According to news reports, freshman Bryce Thompson is poised to return to action soon, perhaps as early as tomorrow’s home game against Iowa State. The former 5-star recruit has been injured for the better part of the conference season, and played in only 10 of the team’s 20 games thus far. The reaction to this on Jayhawk social media was a bit more optimistic than I thought it should be. Sure it is good that he is healthy, but people seemed to think that Thompson was a) either playing well before he got hurt or b) could be a productive player to help the team moving forward. While it remains to be seen how he plays moving forward, his first 10 games as a college basketball player were not entirely outstanding or even helpful to the team.
First, the traditional stats. Basketball Reference (includes Washburn game) has him averaging 5.1 ppg, 1.3 rpg, and 1.0 apg in 17.0 mpg of action. His shooting percentages, 2-pt FG%, 3-pt FG%, and FT% are as follows: 41.9%, 25.0%, 71.4%. His season high is 12 points against Gonzaga, his season low is 0 points against Kentucky.
Getting more advanced, his offensive stats show a dreadful 0.76 adjusted points per possession accounted for. All said, he is -1.48 points per game worse on offense than a hypothetical replacement player at KU’s level. Taking into account his defense, which is 1.28 adjusted points per possession allowed, he scores -0.57 points per game when compared to a replacement-level player. This leads to a total Adj PPG +/- of -2.05. That is, to put it nicely, pretty bad and would be the 3rd-worst score of any Kansas rotation player in the past 20 years.
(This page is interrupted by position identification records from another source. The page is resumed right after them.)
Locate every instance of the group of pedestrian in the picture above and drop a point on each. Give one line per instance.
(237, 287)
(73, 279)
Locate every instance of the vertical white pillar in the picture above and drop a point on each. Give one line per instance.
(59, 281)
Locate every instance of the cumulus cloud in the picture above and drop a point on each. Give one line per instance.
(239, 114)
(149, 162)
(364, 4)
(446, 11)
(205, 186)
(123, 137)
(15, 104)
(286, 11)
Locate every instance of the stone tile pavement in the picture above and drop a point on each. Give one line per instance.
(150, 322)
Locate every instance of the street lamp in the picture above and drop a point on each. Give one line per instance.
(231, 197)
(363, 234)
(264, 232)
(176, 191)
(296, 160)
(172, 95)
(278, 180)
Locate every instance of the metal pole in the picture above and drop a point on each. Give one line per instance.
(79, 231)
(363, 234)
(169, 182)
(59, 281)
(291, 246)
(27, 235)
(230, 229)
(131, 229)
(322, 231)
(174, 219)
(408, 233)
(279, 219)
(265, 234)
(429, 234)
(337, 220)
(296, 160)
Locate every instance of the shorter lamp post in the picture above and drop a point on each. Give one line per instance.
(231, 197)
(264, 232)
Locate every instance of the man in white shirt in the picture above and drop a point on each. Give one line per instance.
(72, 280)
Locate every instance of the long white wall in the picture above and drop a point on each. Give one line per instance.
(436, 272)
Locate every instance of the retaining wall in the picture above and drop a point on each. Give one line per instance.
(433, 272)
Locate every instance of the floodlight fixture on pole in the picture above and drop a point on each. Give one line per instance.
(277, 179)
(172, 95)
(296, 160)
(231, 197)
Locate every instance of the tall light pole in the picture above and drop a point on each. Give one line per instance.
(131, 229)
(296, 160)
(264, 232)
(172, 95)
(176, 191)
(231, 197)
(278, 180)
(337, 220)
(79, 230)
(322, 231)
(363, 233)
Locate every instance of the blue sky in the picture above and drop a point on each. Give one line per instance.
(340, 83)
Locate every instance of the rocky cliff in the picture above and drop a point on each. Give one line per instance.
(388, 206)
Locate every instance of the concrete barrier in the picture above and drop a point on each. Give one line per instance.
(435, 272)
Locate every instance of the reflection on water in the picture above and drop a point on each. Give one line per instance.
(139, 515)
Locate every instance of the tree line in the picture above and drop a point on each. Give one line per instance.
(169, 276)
If we rate the score in per-minute instead of per-game, Thompson would be the 4th-worst rotation player over the past 10 seasons. Incidentally, Dejuan Harris is worse than Bryce on both lists. Harris is currently 2nd-worst all time on PPG, and 3rd-worst on PPM. Harris comps best to an underclass Jeff Hawkins, and Thompson to Quentin Grimes from 2019.
In summary, Thompson has currently been dreadful so far. But he isn’t without hope. 10 games isn’t a huge amount of games, and it could just be that he is still waiting to have a breakout game that propels his score upward. After all, until he broke out of it against Oklahoma State on Monday night, Christian Braun had an Adj PPG +/- of -2.07 over his past 10 games. So it is true that good players can go on prolonged slumps. The difference is, of course, that CB played quite well during his first 9 games and also in the team’s 20th game of the season, so he is +0.17 for the season. If Thompson can get his number back trending toward -1.00, he would be a positive factor off the bench for the Jayhawks leading toward the back-stretch of the season. I hope he does. But he hasn’t shown it yet.